While working in Mufulira Mine, I strongly felt I should plant a Baptist church in Botswana. The burden to do so was born out of some disappointment from Zambian Christians in our circles who had gone to work in Botswana, and opted to join Pentecostal churches because they could not find a suitable sound evangelical church better than those Charismatic churches.
In 1999, I visited a dear couple that had been members of our church in Mufulira, on the Copperbelt. I suggested to them the idea of planting a Baptist church in their town, but they did not see it as a viable prospect at that time. I came back to Zambia, but tried hard to find a secular job in the Botswana mines, but the Lord did not open the door for me. I shelved the idea for the time being. I had extensively shared my burden for a Baptist church in Botswana with my friends already in ministry. Two of these pastors were Conrad Mbewe and Ronald Kalifungwa, whose churches were already very active in church planting.
In 2003, Pastor Mbewe called me and told me of his church’s burden to plant churches in a number of towns within Zambia and two or more in neighboring countries, including Botswana. I did not even pause to pray about that possibility because for me it was a case of prayer answered.
I received overwhelming support from my family and friends to go into Botswana. That same year I applied for Kabwata Baptist Church sponsorship and I was called for interviews which went very well. On 18th January 2004, I was set aside for the Botswana work. Support would come from KBC and Lynnwood Baptist Church in Pretoria, South Africa, where Ronald Kalifungwa was pastor. On 1st April the following month, having quit my job, I was seconded to pastor a newly planted work in Mazabuka while waiting for work to begin in Botswana.

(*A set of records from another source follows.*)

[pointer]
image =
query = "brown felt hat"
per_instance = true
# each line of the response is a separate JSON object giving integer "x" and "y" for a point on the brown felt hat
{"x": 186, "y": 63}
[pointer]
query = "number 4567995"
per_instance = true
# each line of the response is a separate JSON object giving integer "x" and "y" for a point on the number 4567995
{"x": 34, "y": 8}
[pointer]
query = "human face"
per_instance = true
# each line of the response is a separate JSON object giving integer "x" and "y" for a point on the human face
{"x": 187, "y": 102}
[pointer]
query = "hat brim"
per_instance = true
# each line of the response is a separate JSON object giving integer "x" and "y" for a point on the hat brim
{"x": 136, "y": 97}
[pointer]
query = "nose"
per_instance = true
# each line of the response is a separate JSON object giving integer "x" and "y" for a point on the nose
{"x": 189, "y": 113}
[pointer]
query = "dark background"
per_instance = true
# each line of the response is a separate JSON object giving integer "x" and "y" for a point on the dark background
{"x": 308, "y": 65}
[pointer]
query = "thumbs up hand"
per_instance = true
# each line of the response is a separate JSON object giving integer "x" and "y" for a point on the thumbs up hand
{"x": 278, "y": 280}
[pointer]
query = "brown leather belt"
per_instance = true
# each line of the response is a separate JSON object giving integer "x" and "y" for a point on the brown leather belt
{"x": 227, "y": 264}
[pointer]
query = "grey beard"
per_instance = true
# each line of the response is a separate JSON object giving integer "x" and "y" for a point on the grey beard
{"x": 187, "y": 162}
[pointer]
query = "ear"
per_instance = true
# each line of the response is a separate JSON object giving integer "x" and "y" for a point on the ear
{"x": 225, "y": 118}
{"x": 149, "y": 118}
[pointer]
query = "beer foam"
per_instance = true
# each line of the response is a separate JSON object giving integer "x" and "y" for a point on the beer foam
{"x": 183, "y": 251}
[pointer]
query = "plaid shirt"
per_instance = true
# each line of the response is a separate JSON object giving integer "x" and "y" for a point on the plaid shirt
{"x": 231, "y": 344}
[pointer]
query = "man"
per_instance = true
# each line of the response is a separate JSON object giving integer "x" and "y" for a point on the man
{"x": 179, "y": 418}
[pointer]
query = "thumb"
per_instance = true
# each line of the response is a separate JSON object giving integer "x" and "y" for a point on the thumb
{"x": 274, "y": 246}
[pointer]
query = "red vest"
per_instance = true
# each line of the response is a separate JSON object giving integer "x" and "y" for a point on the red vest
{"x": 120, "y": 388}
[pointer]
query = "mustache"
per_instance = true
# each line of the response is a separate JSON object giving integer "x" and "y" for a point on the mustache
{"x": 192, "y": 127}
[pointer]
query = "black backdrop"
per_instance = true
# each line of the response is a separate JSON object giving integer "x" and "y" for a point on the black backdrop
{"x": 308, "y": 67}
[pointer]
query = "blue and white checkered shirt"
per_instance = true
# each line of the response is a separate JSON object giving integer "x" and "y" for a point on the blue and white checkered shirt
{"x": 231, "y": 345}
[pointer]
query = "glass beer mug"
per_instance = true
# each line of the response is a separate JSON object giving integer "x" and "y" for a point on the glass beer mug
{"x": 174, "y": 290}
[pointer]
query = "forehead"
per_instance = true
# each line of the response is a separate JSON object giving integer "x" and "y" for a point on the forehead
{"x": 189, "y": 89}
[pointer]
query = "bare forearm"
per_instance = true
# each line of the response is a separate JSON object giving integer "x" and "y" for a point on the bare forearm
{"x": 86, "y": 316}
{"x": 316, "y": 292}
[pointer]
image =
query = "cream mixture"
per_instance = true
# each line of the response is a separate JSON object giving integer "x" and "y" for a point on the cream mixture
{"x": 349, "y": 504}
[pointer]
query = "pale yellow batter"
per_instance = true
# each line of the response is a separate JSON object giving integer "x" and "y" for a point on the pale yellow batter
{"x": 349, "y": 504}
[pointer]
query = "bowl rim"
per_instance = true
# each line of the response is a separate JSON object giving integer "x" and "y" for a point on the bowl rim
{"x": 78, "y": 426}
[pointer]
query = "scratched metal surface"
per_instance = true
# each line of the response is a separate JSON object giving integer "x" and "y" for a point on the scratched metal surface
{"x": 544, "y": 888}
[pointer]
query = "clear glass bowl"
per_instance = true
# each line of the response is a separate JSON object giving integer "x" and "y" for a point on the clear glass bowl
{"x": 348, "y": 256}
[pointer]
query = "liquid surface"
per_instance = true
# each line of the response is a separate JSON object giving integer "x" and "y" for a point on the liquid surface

The following month permission to start meeting was verbally granted by the Botswana government. We started on 16th May 2004 in Gaborone with 5 families. One of those families was that of brother Monametsi Bahudi, who ,by the grace of God, is now serving as the Missionary Pastor of that church. I served there until 2007, when I handed over to Pastor Bonang Lekoba.
In 2008, I received a call to pastor Grace Reformed Baptist church in Windhoek, Namibia. For that purpose, in October 2009 I became an elder at Eastside Baptist Church which then, in turn, seconded me to Grace Reformed Baptist Church as missionary pastor. I served there until October 2011, when my work permit could not be renewed. In April 2012, my wife was appointed to serve as First Secretary Political at the Zambia High Commission in Delhi, India. During our time in India, I was once again privileged to serve as an elder at Grace Assembly, a Christian Brethren congregation.

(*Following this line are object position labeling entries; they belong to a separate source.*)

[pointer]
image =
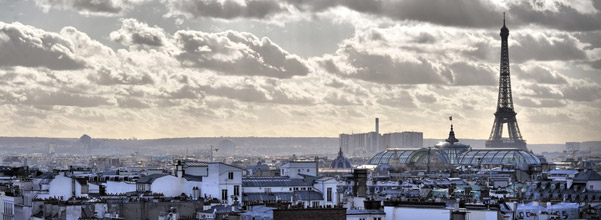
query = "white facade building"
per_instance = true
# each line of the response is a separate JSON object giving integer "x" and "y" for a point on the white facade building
{"x": 294, "y": 169}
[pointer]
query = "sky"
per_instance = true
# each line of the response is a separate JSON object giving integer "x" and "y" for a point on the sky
{"x": 289, "y": 68}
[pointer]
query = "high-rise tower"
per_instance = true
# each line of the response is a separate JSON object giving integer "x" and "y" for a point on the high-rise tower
{"x": 505, "y": 113}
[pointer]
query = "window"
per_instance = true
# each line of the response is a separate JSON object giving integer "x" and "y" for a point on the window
{"x": 236, "y": 190}
{"x": 224, "y": 194}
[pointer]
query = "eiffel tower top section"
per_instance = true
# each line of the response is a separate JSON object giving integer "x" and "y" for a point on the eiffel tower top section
{"x": 505, "y": 113}
{"x": 505, "y": 101}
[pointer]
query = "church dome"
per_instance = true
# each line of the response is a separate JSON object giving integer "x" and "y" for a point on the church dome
{"x": 341, "y": 162}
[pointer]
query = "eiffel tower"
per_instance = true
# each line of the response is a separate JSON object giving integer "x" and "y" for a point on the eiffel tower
{"x": 505, "y": 113}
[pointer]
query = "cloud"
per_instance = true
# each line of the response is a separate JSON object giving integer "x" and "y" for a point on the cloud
{"x": 237, "y": 53}
{"x": 539, "y": 103}
{"x": 582, "y": 92}
{"x": 133, "y": 32}
{"x": 581, "y": 16}
{"x": 539, "y": 74}
{"x": 226, "y": 9}
{"x": 545, "y": 47}
{"x": 472, "y": 74}
{"x": 93, "y": 7}
{"x": 22, "y": 45}
{"x": 62, "y": 98}
{"x": 107, "y": 76}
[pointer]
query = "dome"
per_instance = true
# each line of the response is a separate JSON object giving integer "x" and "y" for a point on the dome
{"x": 502, "y": 156}
{"x": 341, "y": 162}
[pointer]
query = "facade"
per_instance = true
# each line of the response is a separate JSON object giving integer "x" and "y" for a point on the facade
{"x": 409, "y": 210}
{"x": 341, "y": 162}
{"x": 295, "y": 169}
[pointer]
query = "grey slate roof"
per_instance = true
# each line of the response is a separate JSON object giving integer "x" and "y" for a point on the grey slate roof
{"x": 150, "y": 178}
{"x": 193, "y": 178}
{"x": 587, "y": 176}
{"x": 282, "y": 196}
{"x": 275, "y": 181}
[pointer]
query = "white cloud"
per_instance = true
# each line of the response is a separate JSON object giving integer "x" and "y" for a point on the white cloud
{"x": 237, "y": 53}
{"x": 89, "y": 7}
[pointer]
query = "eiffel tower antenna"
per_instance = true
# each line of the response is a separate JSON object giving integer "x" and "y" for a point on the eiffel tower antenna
{"x": 505, "y": 113}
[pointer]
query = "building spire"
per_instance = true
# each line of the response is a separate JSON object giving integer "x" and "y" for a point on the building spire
{"x": 452, "y": 140}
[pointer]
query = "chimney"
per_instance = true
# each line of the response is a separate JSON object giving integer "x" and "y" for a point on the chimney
{"x": 195, "y": 193}
{"x": 377, "y": 147}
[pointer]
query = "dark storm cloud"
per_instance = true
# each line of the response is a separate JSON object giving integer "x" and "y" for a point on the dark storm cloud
{"x": 237, "y": 53}
{"x": 22, "y": 45}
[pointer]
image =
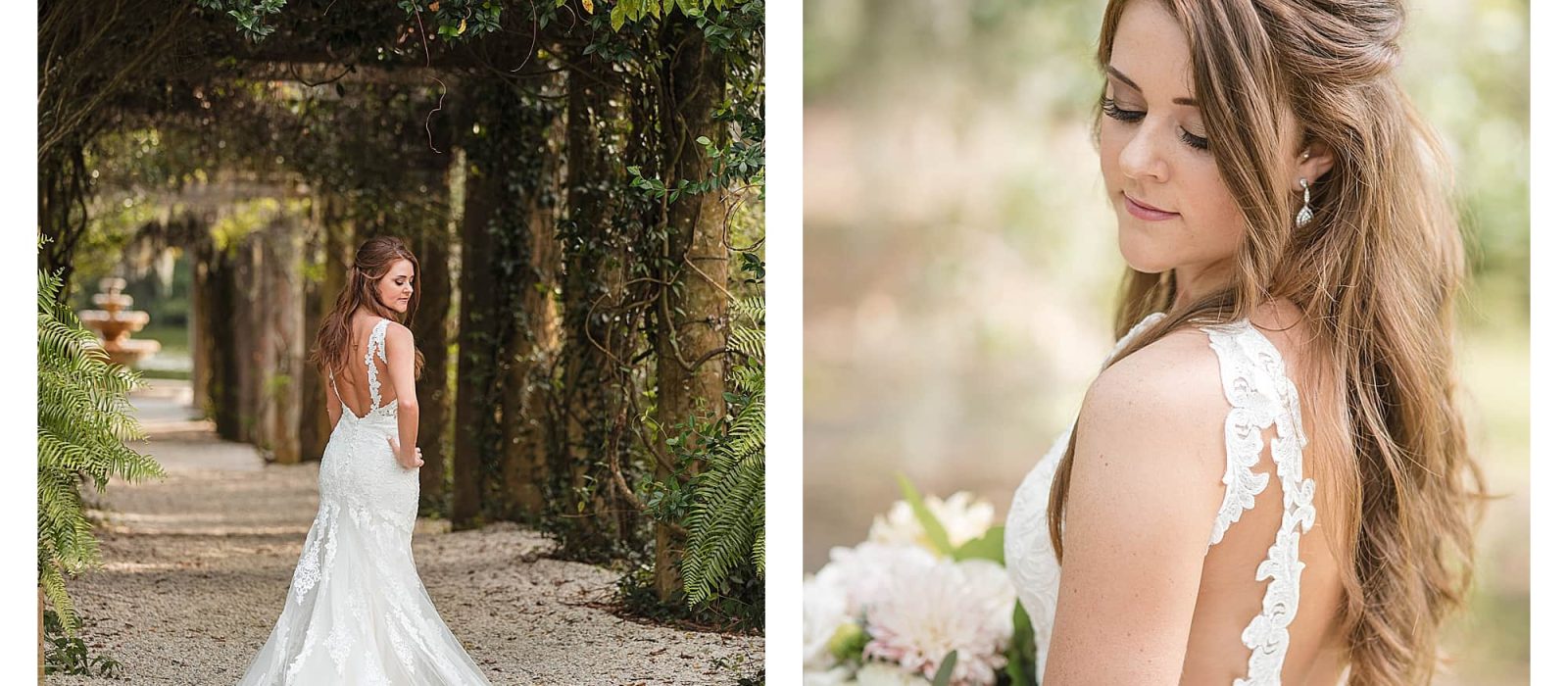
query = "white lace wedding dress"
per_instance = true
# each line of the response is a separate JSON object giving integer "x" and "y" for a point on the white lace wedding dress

THE BURDEN TO SERVE AS A MISSIONS COORDINATOR
I served as a missionary from April 2004 to October 2011. In fact, I was Kabwata Baptist Church’s first international missionary in Botswana and Namibia. However, prior to and during that same period, I had been seconded to Mazabuka for few months to man a newly planted work there, and to Fairview Reformed for a couple of years as interim pastor following the resignation of the serving minister. Before and after my missionary stint, I have also served as an elder at three churches in Zambia, Namibia, and India.
When I was sounded out by one of the KBC elders to apply for this job, I felt the opportunity was too good to resist, having worked as a missionary and church elder, along with acquired multicultural experience. Though I feel a sense of unworthiness to take up this challenge in my sixties, my passion for missions is stronger now than before. I feel I love my Lord more as I have grown older and wish now to humbly expend the last energies in this demanding calling.